Go Back

Oreo Stuffed Chocolate Chip Cookies

This is a straightforward chocolate chip cookie recipe that gets a dense, chewy texture from using melted butter. That chewy base is the perfect thing to wrap around a whole Oreo, giving you a cookie-within-a-cookie situation.

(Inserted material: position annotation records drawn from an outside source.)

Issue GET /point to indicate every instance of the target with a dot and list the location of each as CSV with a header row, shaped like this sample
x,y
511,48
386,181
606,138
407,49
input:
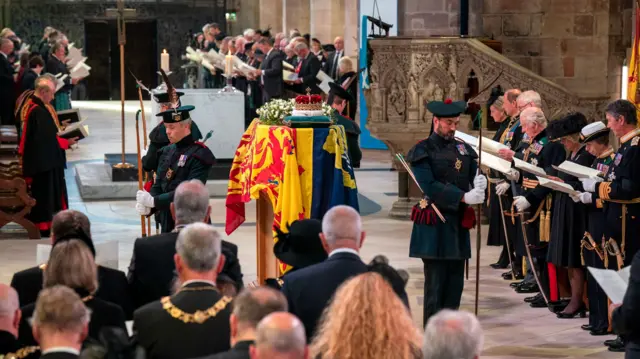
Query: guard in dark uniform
x,y
568,219
595,136
534,200
300,247
620,191
340,100
183,160
446,170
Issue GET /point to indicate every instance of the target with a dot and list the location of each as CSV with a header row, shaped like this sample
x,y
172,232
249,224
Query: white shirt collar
x,y
344,250
198,281
61,350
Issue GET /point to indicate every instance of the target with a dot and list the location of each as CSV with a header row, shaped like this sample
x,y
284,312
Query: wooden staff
x,y
144,227
144,130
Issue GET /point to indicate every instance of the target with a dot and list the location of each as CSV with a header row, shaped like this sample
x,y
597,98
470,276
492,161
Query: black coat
x,y
164,336
7,92
103,314
272,75
152,269
626,318
308,71
239,351
308,290
112,287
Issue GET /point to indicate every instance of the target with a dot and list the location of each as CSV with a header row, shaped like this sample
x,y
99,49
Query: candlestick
x,y
228,64
164,60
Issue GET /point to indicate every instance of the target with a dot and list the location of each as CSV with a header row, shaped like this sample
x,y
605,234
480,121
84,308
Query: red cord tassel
x,y
423,215
469,218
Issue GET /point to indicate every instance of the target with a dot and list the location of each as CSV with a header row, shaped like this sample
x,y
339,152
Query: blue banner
x,y
366,140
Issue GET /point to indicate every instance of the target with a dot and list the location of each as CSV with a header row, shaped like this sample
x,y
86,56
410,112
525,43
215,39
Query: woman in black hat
x,y
299,248
569,219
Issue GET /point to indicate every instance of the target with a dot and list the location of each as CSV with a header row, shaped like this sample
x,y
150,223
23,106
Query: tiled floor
x,y
512,329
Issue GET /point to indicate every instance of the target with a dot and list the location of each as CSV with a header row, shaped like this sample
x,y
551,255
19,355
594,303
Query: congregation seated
x,y
366,320
249,308
71,224
71,264
452,334
194,321
60,323
152,269
280,335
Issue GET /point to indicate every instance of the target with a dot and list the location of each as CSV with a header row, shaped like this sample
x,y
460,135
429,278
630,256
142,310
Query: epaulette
x,y
22,353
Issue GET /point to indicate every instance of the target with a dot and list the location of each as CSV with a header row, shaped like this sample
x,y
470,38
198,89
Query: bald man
x,y
280,335
309,289
9,320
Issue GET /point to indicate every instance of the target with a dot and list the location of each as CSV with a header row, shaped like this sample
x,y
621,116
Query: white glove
x,y
589,184
513,174
480,182
145,198
142,210
585,197
475,196
521,203
502,188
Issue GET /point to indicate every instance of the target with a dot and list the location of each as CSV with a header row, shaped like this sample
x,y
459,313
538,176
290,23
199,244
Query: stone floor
x,y
512,329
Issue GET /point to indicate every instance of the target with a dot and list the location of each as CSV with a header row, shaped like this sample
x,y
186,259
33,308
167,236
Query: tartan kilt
x,y
62,101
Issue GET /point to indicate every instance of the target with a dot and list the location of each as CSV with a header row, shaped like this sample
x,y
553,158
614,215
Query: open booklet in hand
x,y
78,129
613,283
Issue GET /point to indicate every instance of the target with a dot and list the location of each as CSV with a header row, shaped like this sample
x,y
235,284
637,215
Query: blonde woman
x,y
71,264
354,326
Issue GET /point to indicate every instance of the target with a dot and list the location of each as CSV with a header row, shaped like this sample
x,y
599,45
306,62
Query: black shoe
x,y
533,298
614,342
528,288
597,332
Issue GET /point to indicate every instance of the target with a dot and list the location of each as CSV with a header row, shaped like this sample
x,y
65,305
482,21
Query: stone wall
x,y
175,19
437,17
576,43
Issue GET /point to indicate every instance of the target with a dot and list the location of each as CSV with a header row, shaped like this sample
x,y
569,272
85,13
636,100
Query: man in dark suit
x,y
249,308
270,70
195,321
60,323
152,269
331,66
66,225
308,68
308,290
7,83
625,317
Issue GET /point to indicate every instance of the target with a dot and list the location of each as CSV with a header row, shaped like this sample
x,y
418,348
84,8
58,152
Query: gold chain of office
x,y
200,316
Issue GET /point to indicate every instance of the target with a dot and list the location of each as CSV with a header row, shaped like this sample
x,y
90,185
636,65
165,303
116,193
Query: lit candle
x,y
164,60
228,64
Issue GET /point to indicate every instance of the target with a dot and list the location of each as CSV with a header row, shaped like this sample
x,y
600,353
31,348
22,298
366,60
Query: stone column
x,y
296,15
326,20
271,15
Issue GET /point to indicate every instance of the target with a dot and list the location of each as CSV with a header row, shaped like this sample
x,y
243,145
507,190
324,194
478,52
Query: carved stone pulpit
x,y
406,73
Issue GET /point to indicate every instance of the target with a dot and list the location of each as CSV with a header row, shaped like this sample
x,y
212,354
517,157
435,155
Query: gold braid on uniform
x,y
200,316
21,353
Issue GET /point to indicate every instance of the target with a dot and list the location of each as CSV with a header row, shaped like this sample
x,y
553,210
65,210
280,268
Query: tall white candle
x,y
164,60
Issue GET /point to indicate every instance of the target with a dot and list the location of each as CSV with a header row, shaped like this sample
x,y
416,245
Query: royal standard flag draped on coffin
x,y
304,172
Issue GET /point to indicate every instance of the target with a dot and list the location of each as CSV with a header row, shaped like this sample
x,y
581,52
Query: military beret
x,y
568,125
447,108
175,115
593,131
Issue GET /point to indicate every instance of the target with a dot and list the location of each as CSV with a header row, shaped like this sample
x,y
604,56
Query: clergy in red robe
x,y
42,154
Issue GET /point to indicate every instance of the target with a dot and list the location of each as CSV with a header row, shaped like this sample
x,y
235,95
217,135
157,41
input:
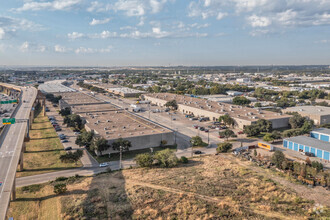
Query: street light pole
x,y
120,157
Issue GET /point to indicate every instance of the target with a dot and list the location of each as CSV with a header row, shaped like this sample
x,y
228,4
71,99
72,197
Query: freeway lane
x,y
10,149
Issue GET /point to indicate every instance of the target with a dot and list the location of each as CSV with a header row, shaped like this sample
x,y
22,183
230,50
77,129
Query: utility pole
x,y
120,157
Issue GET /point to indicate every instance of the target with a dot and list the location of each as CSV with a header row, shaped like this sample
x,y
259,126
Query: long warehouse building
x,y
204,108
320,149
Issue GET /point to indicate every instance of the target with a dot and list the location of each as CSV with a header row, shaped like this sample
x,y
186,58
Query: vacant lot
x,y
206,188
43,150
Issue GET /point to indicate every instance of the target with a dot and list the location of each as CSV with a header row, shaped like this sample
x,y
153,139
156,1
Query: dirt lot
x,y
206,188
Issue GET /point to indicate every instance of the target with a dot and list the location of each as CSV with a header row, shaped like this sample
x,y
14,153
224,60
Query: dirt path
x,y
318,194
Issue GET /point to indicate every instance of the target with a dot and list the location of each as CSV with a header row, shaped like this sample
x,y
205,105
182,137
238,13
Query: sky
x,y
164,32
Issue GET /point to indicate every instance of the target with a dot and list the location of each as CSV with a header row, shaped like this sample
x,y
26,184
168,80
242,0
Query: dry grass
x,y
205,188
43,150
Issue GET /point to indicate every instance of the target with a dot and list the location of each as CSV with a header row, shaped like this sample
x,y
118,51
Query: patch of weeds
x,y
32,188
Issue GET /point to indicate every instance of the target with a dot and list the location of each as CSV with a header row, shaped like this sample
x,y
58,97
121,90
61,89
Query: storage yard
x,y
204,108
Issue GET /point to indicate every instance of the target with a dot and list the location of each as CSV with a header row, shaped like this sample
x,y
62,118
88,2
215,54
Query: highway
x,y
11,146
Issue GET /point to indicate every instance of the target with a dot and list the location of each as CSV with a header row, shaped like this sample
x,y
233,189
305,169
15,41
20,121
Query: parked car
x,y
198,152
104,164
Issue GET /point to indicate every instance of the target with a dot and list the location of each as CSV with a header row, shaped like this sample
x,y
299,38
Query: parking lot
x,y
70,136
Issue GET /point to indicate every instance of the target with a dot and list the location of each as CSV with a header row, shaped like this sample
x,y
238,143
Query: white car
x,y
104,164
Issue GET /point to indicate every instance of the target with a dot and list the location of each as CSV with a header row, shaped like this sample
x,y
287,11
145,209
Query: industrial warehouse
x,y
204,108
113,123
318,143
319,114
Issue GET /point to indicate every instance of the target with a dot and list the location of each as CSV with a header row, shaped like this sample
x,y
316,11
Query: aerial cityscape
x,y
164,109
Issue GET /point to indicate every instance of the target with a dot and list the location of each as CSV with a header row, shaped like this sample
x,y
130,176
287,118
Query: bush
x,y
278,158
166,158
184,159
224,147
60,188
144,160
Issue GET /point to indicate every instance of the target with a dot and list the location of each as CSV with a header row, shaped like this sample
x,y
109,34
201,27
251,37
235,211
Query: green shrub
x,y
166,158
144,160
224,147
60,188
184,159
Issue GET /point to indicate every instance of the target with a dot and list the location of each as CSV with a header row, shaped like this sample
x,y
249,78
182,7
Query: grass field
x,y
208,187
128,154
43,150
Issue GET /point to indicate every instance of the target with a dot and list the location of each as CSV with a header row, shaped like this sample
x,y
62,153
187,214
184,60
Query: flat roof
x,y
322,131
235,111
93,108
311,142
74,98
121,124
312,110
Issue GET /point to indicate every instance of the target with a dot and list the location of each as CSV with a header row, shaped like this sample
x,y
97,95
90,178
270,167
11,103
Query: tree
x,y
264,125
297,121
317,165
85,139
241,100
166,158
144,160
227,133
277,158
227,120
251,130
257,105
60,188
66,111
71,157
172,104
125,144
255,152
276,135
99,144
196,141
268,137
224,147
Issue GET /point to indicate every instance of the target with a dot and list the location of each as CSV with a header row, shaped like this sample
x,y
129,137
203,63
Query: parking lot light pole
x,y
120,156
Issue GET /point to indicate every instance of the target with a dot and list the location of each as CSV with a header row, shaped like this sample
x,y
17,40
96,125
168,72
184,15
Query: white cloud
x,y
84,50
2,33
75,35
32,47
49,5
102,21
256,21
221,15
61,49
104,35
265,16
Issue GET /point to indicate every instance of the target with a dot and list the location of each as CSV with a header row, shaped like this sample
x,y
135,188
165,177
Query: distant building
x,y
234,93
203,108
319,114
319,148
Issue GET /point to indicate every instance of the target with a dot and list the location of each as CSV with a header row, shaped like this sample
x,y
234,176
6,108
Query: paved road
x,y
11,146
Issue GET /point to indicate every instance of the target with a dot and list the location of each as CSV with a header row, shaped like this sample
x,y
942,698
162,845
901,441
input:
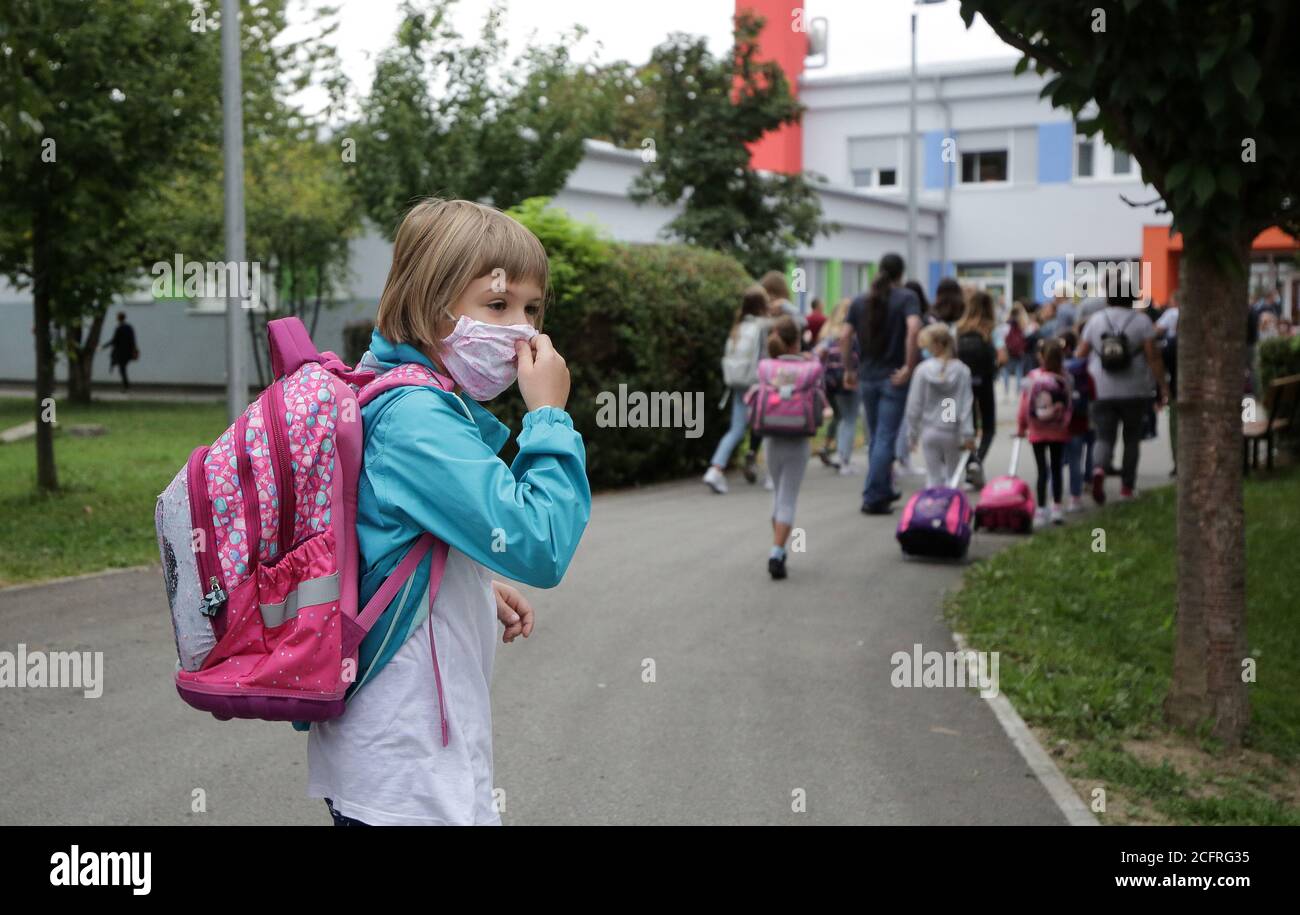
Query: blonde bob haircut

The dough comes together quickly without a mixer, but the chill time is important to keep these large cookies from spreading too much.
Prep Time20 minutes
Cook Time12 minutes
Chill Time3 hours
Total Time3 hours 32 minutes

Ingredients

  • 2 cups all-purpose flour
  • 1 tablespoon cornstarch
  • 1 teaspoon baking soda
  • 1/2 teaspoon ground cinnamon
  • 3/4 teaspoon Diamond Crystal kosher salt
  • 3/4 cup unsalted butter melted
  • 3/4 cup dark brown sugar packed
  • 1/4 cup organic cane sugar
  • 1 large egg room temperature
  • 1/2 tablespoon vanilla bean paste
  • 3/4 cup semi-sweet regular chocolate chips
  • 3/4 cup semi-sweet mini chocolate chips
  • 12-14 original Oreo cookies

Instructions

  • Whisk flour, cornstarch, baking soda, cinnamon, and salt in medium bowl.
  • Whisk melted butter with both sugars until combined in large bowl.
  • Add egg and vanilla, whisk until smooth.
  • Fold dry ingredients into wet ingredients until nearly combined, then mix in both types of chocolate chips.
  • Cover and chill dough for 3 hours.
  • Preheat oven to 350F and line baking sheet with parchment.
  • Form two dough balls per cookie: 1.5 tablespoons and 2 tablespoons.
  • Flatten both balls into discs, place Oreo on smaller disc.
  • Top with larger disc and seal edges completely around Oreo.
  • Place cookies 3 inches apart on baking sheet.
  • Bake 10-12 minutes until edges are golden.
  • Cool on pan 5 minutes, then transfer to wire rack.

Notes

Makes 12-14 cookies. Keep dough chilled between batches.